Of course, it wasn’t always this way. Once upon a time “personalization” was reserved for people we actually knew, either in terms of correspondence through the mail, or by in-person relationships. For many boomers, perhaps their first personalized letter came from Santa Claus. After writing a list of requests to jolly old St. Nick, many post offices offered a personalization service reply, direct from Santa, of course, mailed back to little Susie or Jimmy. Other than birthday cards from relatives, it was more than likely the first time they received a letter that was personalized. For Mister Boomer, one of the earliest memories of personalization is from an in-person interaction. When his mother walked him to the bank and opened a savings book account with him, each time he returned to the bank to make a deposit, the teller would cheerfully ask, “How are you today, Master Boomer?” Once Mister B turned 18, the bank tellers called him “Mister Boomer,” a practice that did not end until he moved from the area and changed banks. When he began frequenting local establishments in his twenties, he might be greeted with a friendly, “Mister Boomer” shout-out by a bartender or restaurant hostess or owner. When the relationship was solid enough, the correct etiquette for those situations, so we were taught, was to tell them in response to call you whatever first name or nickname you preferred, prefacing the response with, “please,” of course.
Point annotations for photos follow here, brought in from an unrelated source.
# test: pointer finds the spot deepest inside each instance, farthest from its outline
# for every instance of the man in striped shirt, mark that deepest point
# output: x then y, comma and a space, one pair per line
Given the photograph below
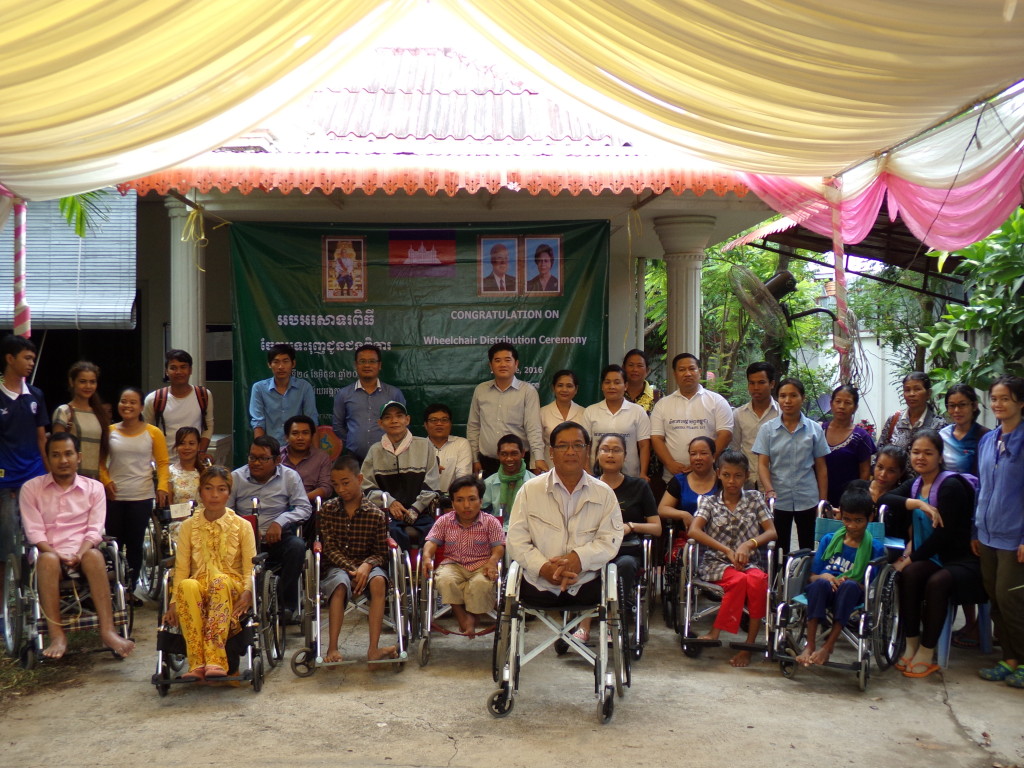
473, 545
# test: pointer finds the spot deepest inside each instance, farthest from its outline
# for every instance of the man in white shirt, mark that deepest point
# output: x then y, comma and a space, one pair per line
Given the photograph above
747, 419
565, 526
180, 403
689, 412
455, 458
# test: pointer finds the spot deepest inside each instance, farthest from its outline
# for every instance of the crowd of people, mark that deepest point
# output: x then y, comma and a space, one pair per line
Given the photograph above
565, 487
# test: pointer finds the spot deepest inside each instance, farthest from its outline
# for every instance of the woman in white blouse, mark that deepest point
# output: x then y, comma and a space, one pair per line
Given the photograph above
565, 385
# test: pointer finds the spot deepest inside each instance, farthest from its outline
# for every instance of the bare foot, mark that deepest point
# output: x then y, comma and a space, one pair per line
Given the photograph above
821, 655
742, 658
118, 644
56, 648
198, 674
804, 659
376, 654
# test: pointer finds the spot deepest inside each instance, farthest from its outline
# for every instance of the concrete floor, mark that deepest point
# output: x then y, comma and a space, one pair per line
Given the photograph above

Boomers were taught to respect their elders and people in authority. Boomers would never call a friend’s parent by their first name. You didn’t do that when you were young, right (YOUR FIRST NAME)? Some later-year boomers may recall a “cool” teacher asking the class to call him by his first name (these types were usually males, for some reason), but that was never an option in the 1950s and ’60s. Teachers were always addressed as Mr., Mrs. or Miss, never Pete, Cheryl or Kathy. This may be one of the first instances Mister Boomer can conjure where name personalization precluded a longer-term association.
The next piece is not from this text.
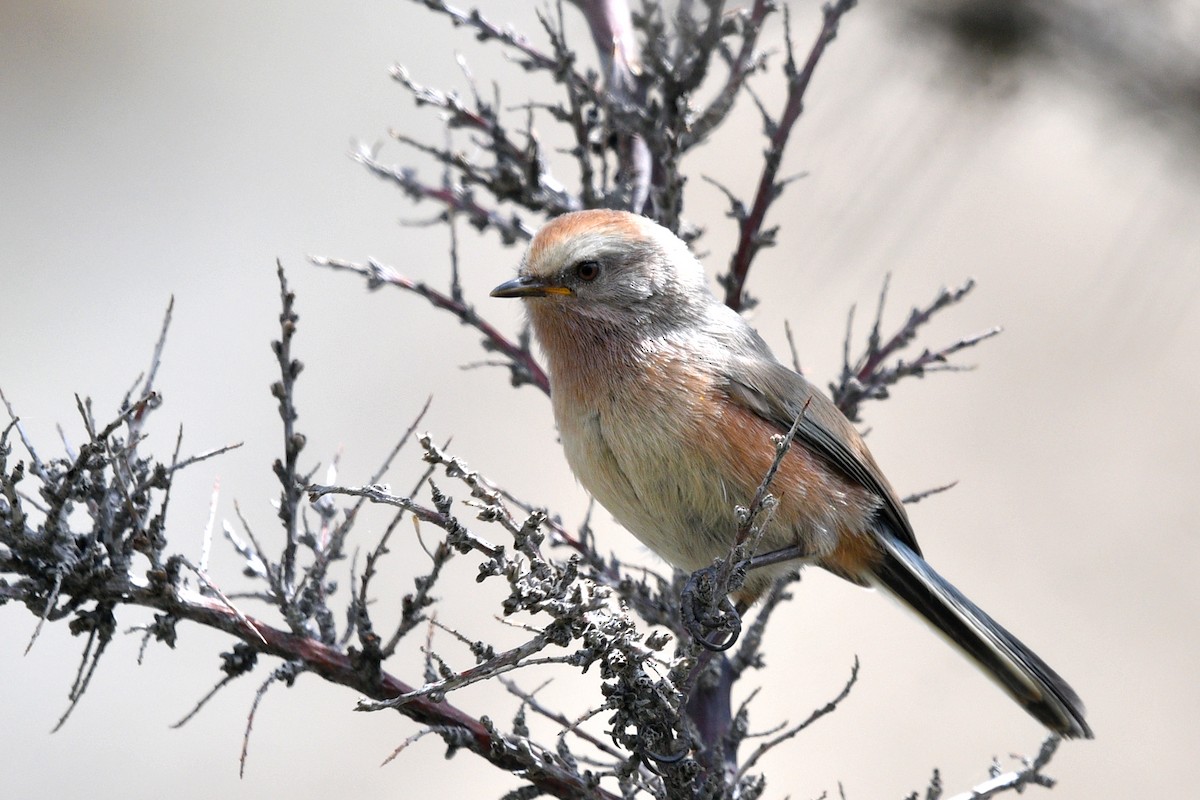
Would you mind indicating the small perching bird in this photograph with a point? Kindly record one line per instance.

By the 1970s, the atmosphere became more relaxed for some boomers. Aunts, uncles, friends of parents and others allowed boomers under the age of 21 to call them by their first name, though it was still the exception to the rule. It was around this time that direct mail began its descent into the world of name personalization. Mister B thinks it may have started in earnest with that company that used to try to sell magazines through the mail by having an annual sweepstakes. All you had to do, (YOUR FULL NAME), was look inside the envelope and return the winning ticket. That’s right, the personalization started on the outside envelope. Once inside, the company quickly switched to a first-name basis, imploring the reader to make their order of magazines and send in the sweepstakes entry, or else miss out on winning more money than they dreamed possible. Mister Boomer’s mother used the sweepstakes as her opportunity to renew her Good Housekeeping or McCall’s magazines, so she wouldn’t miss her chance at becoming a big money winner. It worked in her case.
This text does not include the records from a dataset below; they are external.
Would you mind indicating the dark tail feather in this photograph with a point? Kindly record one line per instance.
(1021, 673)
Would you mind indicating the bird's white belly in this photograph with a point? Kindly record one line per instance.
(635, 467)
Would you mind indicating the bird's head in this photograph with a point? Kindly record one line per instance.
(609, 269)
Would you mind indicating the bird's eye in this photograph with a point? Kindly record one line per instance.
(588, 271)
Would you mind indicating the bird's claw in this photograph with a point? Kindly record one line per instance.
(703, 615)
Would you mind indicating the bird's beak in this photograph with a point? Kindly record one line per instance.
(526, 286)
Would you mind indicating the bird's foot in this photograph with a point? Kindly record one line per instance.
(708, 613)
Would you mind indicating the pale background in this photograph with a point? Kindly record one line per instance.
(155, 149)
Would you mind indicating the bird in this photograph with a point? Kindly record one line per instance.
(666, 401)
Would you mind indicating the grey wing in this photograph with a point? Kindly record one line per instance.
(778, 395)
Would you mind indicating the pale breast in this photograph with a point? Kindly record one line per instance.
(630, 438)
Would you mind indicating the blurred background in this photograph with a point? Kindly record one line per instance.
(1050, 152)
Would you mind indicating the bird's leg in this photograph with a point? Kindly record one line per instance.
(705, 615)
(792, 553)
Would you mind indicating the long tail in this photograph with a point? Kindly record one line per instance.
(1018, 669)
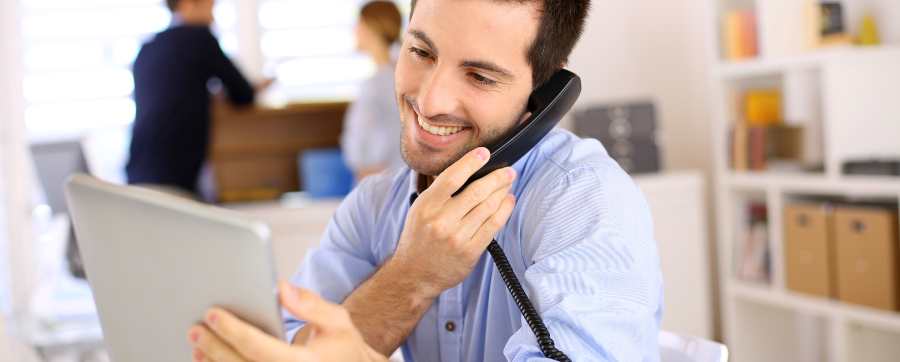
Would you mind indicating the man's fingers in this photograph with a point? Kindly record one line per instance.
(479, 191)
(248, 341)
(449, 181)
(472, 221)
(308, 306)
(212, 348)
(494, 223)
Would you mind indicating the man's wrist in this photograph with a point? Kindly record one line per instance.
(410, 281)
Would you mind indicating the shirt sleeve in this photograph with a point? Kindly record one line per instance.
(343, 259)
(237, 87)
(594, 273)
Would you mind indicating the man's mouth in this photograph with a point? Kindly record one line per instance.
(437, 130)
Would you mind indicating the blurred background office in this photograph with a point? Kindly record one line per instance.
(764, 134)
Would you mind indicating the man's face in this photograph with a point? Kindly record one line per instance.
(462, 78)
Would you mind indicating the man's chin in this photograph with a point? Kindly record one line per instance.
(429, 163)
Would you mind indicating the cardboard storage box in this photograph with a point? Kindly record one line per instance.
(867, 252)
(809, 249)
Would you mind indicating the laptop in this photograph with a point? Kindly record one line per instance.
(157, 262)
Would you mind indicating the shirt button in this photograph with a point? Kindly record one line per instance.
(450, 326)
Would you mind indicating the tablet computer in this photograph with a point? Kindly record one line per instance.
(156, 262)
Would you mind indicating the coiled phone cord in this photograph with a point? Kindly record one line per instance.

In a world where some top elected officials call other government officials by their first name, or worse, nickname, is it any wonder that this fake personalization practice continues to spread? To make matters worse, marketing data states that personalization works: people are more apt to answer email when their name appears in the subject line, and act on emails more often when their name is used in the body of the text. Even worse, Adage reports that in a recent survey of marketers, a full one-third said the most important tool for marketing in the near future is personalization. Thank goodness Mister Boomer readers have more sense than the average blog reader. (YOUR FIRST NAME HERE), you’d never fall for a blatant exploitation such as that, would you? Just because someone called you by name, doesn’t mean you’d share the info with all your friends and family and forward a blog URL through your social media, right (YOUR FIRST NAME HERE)?

Well fellow boomer (YOUR FIRST NAME HERE), how do you feel about this ongoing personalization trend? Is it “thumb’s up,” “thumb’s down” or “Eh? Makes no difference.”